Gasoline effects on spray characteristics, mixing and auto-ignition processes in a CI engine under Partially Premixed Combustion conditions

Abstract

Recent research has shown that one of the paths to reduce pollutant emissions in diesel engines is to bring the operating conditions towards those of a gasoline engine, through homogeneous combustion and high octane fuels. Reduced soot, NOx, and fuel consumption are some of the benefits of using gasoline fuel combined with EGR in compression ignition engines in partially premixed combustion modes. Thus, a comparative study using diesel fuel and gasoline has been conducted focusing on the spray characteristics, mixing and autoignition process in these new combustion modes using a conventional diesel injection system.
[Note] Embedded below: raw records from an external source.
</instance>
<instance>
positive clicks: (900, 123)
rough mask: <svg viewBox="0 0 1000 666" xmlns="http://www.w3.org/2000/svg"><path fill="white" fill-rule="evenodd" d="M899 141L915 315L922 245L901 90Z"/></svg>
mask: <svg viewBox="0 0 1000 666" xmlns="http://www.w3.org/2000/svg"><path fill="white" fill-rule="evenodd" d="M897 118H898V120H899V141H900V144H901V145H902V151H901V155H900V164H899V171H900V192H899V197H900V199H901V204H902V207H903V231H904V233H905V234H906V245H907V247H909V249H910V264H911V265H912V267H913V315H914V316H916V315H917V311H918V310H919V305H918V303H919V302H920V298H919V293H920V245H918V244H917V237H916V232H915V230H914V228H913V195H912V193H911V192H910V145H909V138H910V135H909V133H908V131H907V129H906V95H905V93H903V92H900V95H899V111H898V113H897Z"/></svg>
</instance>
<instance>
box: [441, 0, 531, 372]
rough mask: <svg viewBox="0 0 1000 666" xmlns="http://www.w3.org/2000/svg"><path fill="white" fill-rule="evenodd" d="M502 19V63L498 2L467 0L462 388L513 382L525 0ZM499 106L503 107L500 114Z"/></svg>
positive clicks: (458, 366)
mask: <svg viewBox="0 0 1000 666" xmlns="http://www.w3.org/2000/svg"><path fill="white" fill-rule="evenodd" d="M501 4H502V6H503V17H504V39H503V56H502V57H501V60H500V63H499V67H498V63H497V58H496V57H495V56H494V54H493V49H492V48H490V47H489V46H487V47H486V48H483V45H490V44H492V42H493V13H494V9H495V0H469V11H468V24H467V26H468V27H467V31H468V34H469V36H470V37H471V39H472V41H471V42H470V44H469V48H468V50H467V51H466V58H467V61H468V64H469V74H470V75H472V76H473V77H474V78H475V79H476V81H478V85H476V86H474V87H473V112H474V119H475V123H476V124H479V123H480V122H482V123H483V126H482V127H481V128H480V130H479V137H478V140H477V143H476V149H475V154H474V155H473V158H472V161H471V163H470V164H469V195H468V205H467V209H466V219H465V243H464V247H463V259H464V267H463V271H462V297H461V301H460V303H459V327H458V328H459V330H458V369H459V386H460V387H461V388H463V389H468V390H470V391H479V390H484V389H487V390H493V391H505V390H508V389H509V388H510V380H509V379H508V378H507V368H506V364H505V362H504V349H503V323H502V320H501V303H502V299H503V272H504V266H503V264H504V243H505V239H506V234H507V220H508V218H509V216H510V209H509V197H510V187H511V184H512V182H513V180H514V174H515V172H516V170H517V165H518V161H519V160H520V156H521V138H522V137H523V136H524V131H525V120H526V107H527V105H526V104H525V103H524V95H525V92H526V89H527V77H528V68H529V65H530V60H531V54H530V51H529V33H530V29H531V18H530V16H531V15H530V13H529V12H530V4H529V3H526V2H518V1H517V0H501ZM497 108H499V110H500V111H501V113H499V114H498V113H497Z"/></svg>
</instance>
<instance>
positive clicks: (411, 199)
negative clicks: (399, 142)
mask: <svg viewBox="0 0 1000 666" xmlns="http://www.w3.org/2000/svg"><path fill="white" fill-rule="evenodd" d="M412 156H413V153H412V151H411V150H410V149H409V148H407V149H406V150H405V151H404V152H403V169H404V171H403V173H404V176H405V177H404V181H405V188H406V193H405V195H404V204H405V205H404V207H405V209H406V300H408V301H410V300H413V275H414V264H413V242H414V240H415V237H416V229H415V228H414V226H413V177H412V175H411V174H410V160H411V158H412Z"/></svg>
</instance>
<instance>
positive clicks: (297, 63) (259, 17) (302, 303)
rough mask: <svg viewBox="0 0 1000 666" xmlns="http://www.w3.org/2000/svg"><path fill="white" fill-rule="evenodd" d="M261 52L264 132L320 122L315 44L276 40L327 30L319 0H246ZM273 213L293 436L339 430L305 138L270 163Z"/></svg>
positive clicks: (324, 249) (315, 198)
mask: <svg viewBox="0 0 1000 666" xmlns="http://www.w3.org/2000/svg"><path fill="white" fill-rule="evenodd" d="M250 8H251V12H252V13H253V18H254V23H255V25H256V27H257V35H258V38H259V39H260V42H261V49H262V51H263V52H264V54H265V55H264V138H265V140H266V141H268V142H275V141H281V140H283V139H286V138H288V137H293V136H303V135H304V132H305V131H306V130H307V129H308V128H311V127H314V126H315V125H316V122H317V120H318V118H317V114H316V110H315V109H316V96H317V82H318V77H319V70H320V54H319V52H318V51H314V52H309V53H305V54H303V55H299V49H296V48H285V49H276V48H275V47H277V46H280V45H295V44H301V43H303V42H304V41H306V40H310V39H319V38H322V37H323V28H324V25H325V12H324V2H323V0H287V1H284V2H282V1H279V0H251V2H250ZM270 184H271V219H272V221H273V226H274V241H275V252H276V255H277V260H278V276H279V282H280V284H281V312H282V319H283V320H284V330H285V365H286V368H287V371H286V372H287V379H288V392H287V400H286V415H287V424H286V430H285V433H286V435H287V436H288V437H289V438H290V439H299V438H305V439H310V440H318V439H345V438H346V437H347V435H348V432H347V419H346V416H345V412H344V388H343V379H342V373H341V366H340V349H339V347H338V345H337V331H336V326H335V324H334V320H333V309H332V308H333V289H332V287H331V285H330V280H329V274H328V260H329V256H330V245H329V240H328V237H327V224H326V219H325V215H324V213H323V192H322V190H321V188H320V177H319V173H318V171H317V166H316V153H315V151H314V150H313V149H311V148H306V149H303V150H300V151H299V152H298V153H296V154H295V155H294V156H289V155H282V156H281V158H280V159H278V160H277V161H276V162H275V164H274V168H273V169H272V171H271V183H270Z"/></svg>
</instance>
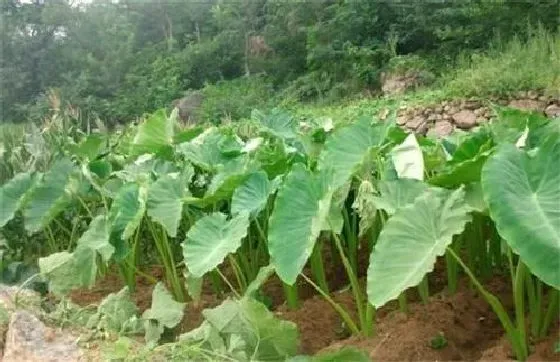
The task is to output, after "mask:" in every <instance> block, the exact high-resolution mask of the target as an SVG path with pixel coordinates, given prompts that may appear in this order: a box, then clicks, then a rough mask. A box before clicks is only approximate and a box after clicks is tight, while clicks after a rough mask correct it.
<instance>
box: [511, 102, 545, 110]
mask: <svg viewBox="0 0 560 362" xmlns="http://www.w3.org/2000/svg"><path fill="white" fill-rule="evenodd" d="M508 106H510V107H512V108H517V109H521V110H523V111H535V112H542V111H544V108H545V107H546V104H545V103H544V102H541V101H537V100H534V99H514V100H512V101H511V102H509V104H508Z"/></svg>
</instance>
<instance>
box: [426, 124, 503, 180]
mask: <svg viewBox="0 0 560 362" xmlns="http://www.w3.org/2000/svg"><path fill="white" fill-rule="evenodd" d="M493 146H494V141H493V139H492V137H491V136H490V134H489V133H488V132H487V131H486V130H484V129H482V130H479V131H478V132H475V133H472V134H470V135H469V136H467V137H465V138H464V140H463V141H462V142H461V144H459V146H458V147H457V149H456V150H455V151H454V152H453V155H452V157H451V160H449V161H448V162H447V163H446V164H445V165H444V167H443V168H442V169H441V170H439V172H438V173H437V174H436V175H435V176H434V177H432V178H431V179H430V180H429V182H430V183H431V184H433V185H437V186H443V187H455V186H459V185H462V184H467V183H471V182H479V181H480V173H481V171H482V166H484V163H485V162H486V160H487V159H488V156H489V155H490V153H491V150H492V147H493Z"/></svg>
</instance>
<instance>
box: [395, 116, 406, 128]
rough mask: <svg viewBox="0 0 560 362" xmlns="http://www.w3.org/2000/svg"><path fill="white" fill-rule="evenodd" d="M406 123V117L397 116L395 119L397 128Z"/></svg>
mask: <svg viewBox="0 0 560 362" xmlns="http://www.w3.org/2000/svg"><path fill="white" fill-rule="evenodd" d="M407 121H408V119H407V118H406V116H398V117H397V124H398V125H399V126H404V125H405V124H406V122H407Z"/></svg>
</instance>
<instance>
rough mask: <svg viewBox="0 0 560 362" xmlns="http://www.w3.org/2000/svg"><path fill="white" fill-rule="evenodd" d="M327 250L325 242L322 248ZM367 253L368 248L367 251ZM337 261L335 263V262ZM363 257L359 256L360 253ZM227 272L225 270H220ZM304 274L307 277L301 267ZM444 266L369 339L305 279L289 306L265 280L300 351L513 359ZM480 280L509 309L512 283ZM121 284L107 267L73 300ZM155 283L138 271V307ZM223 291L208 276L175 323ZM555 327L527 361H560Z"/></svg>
mask: <svg viewBox="0 0 560 362" xmlns="http://www.w3.org/2000/svg"><path fill="white" fill-rule="evenodd" d="M325 249H328V248H325ZM325 254H327V255H325V259H326V263H325V264H326V265H332V263H331V258H330V253H329V252H328V251H326V252H325ZM364 254H365V253H364ZM337 264H338V265H340V263H335V265H337ZM360 264H362V261H361V260H360ZM325 269H326V273H327V277H328V280H329V287H330V288H331V289H332V290H337V289H341V288H344V287H345V286H347V284H348V281H347V278H346V274H345V272H344V270H342V269H341V268H338V267H337V268H328V267H326V268H325ZM224 272H225V273H226V274H227V269H225V270H224ZM304 273H305V274H306V275H308V276H311V272H310V271H309V270H308V269H307V268H306V269H305V271H304ZM149 274H150V275H152V276H154V277H155V278H156V279H158V280H161V279H162V271H161V269H160V268H157V267H156V268H151V269H150V271H149ZM444 276H445V266H444V265H443V264H442V263H440V262H438V263H437V264H436V267H435V272H434V273H431V274H430V276H429V282H430V283H429V284H430V291H431V293H432V294H433V295H432V297H431V298H430V302H429V303H428V304H426V305H424V304H422V303H420V302H419V298H418V294H417V293H416V290H415V288H412V289H411V290H409V291H408V300H409V302H410V304H409V307H410V310H409V313H407V314H403V313H401V312H400V311H398V309H397V305H396V303H395V302H392V303H389V304H388V305H387V306H385V307H384V308H382V309H381V310H379V311H378V312H377V318H376V336H374V337H372V338H358V337H350V338H349V333H348V329H347V328H346V327H345V326H344V323H343V322H342V319H341V318H340V316H339V315H338V314H337V313H336V311H334V309H333V308H332V307H331V306H330V305H329V304H328V303H327V302H326V301H325V300H324V298H322V297H320V296H317V295H316V293H315V291H314V290H313V289H312V288H311V287H310V286H309V285H308V284H307V283H305V282H304V281H303V280H301V278H300V280H298V285H299V286H300V288H299V297H300V301H301V305H300V307H299V308H298V309H297V310H294V311H292V310H289V309H288V308H287V306H286V305H285V303H284V292H283V288H282V283H281V282H280V280H279V279H278V278H277V277H273V278H271V279H270V280H269V281H268V282H267V283H266V284H265V286H264V287H263V292H264V294H266V295H267V296H268V297H270V298H271V299H272V305H273V307H274V308H275V313H276V314H277V315H278V316H279V317H280V318H282V319H285V320H289V321H292V322H294V323H296V325H297V326H298V329H299V331H300V341H301V342H300V343H301V345H300V352H301V353H304V354H315V353H317V352H319V351H321V350H329V349H337V348H342V347H344V346H353V347H357V348H359V349H362V350H364V351H366V352H367V353H368V355H369V356H370V357H371V359H372V360H374V361H412V360H416V361H418V360H422V361H426V360H433V361H439V360H486V361H488V360H493V361H496V360H511V359H512V358H513V356H512V353H511V349H510V347H509V343H508V341H507V339H506V338H505V337H504V332H503V329H502V327H501V325H500V323H499V321H498V319H497V317H496V316H495V314H494V313H493V311H492V310H491V308H490V307H489V306H488V304H487V303H486V301H485V300H483V299H482V298H481V297H480V296H478V294H477V293H476V292H475V291H474V290H473V289H472V287H470V286H469V284H468V283H467V281H466V280H462V281H461V283H460V286H459V291H458V292H457V293H456V294H454V295H448V294H447V293H446V291H445V283H446V281H445V277H444ZM485 286H486V287H487V288H488V289H489V290H490V291H491V292H493V293H494V294H496V295H497V296H498V297H500V300H501V301H502V303H504V307H505V308H506V309H508V310H511V308H512V304H511V300H509V299H508V296H510V295H511V292H510V284H509V283H508V282H505V281H504V279H503V278H494V279H493V280H490V281H489V282H487V283H485ZM122 287H123V282H122V279H121V278H120V276H119V275H118V273H116V272H111V273H109V274H108V275H107V276H106V277H105V278H103V279H102V280H100V281H99V282H98V283H97V284H96V285H95V286H94V287H93V288H92V289H91V290H79V291H75V292H73V293H72V295H71V297H72V300H73V301H74V302H76V303H78V304H80V305H89V304H98V303H99V301H101V300H102V299H103V298H104V297H105V296H106V295H107V294H109V293H112V292H116V291H118V290H120V289H121V288H122ZM152 289H153V284H152V283H151V282H150V281H148V280H146V279H144V278H141V277H139V278H137V289H136V291H135V292H134V293H133V298H134V300H135V301H136V303H137V305H138V306H139V309H140V310H141V311H143V310H145V309H147V308H148V307H149V306H150V304H151V293H152ZM331 295H332V297H333V299H334V300H335V301H336V302H337V303H339V304H341V305H342V306H343V307H344V308H345V309H346V310H347V311H348V312H350V313H351V314H352V317H353V319H354V320H356V316H355V312H354V311H355V307H354V302H353V297H352V295H351V293H350V292H349V291H344V292H335V293H331ZM223 297H224V296H222V297H218V296H216V295H215V294H214V293H213V292H212V290H211V287H210V284H209V283H205V286H204V290H203V295H202V300H201V302H200V304H199V305H194V304H193V303H192V302H189V303H187V306H186V308H185V317H184V319H183V322H182V323H181V325H180V327H179V329H180V331H181V332H186V331H189V330H192V329H194V328H196V327H198V326H199V325H200V323H201V322H202V321H203V317H202V310H203V309H205V308H212V307H214V306H216V305H218V304H219V303H220V302H221V300H223ZM558 327H559V326H556V333H553V334H552V335H551V336H549V337H548V338H547V339H545V340H543V341H540V342H539V343H536V344H535V345H534V346H532V349H531V351H532V352H533V353H532V354H531V356H530V358H529V360H530V361H554V360H557V361H560V355H559V354H555V353H554V345H555V343H556V342H557V341H558V340H559V335H558ZM437 336H443V337H444V339H445V340H446V341H447V345H446V346H445V347H443V348H441V349H434V348H432V347H431V345H430V344H431V341H432V340H433V339H434V338H435V337H437Z"/></svg>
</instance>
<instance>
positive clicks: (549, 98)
mask: <svg viewBox="0 0 560 362" xmlns="http://www.w3.org/2000/svg"><path fill="white" fill-rule="evenodd" d="M493 104H498V105H501V106H509V107H512V108H517V109H522V110H527V111H535V112H541V113H543V114H545V115H546V116H548V117H550V118H555V117H560V98H558V97H550V96H545V95H540V94H539V93H538V92H535V91H529V92H519V93H517V94H516V95H515V96H512V97H509V98H507V99H503V98H502V99H497V98H494V99H490V100H484V101H483V100H479V99H458V100H452V101H443V102H440V103H437V104H434V105H429V106H403V107H401V108H400V109H399V110H398V112H397V124H398V125H399V126H401V127H403V128H405V129H407V130H409V131H411V132H415V133H421V134H426V133H427V132H428V131H429V130H431V131H430V132H433V133H434V134H435V135H436V136H438V137H444V136H447V135H449V134H451V133H452V132H453V131H454V130H455V129H463V130H469V129H471V128H473V127H476V126H477V125H479V124H482V123H485V122H488V121H489V120H490V118H491V117H492V105H493Z"/></svg>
In this work, an experimental study has been carried out comparing the effects of penetration and cone angle under non-evaporating conditions for both fuels in a constant volume test rig. Besides, liquid length measurements and combustion process under partially premixed combustion (PPC) conditions in a single cylinder transparent engine have been done. The analysis of the results for both fuels shows no major differences on penetration and spray cone angle between them. Under vaporizing conditions, diesel spray exhibited a significantly longer liquid length than gasoline, due to the higher volatility of gasoline. In quantitative terms, liquid length was found to be 1.8 to 2.4 times longer for the diesel fuel. 1D spray model calculations confirmed the experimental results. The combustion process evaluation under PPC conditions shows differences in ignition delay and RoHR even under same thermodynamic conditions. Besides, Combustion images indicate differences in the autoignition and combustion process for diesel and gasoline fuels. Gasoline shows lower soot radiation and better combustion phasing. Differences in the mixing process evaluated with the 1D model show the mixing process is governed mainly by the fuel reactivity, the ignition delay and, to a lower extent, by the spray characteristics. The overall equivalence ratio obtained through the 1D model at the start of combustion is leaner for the gasoline case. This results agrees with a longer ignition delay for this fuel, due to lower fuel reactivity, and with the lower light intensity detected in the combustion images, where the leaner the equivalence ratio the lower the intensity.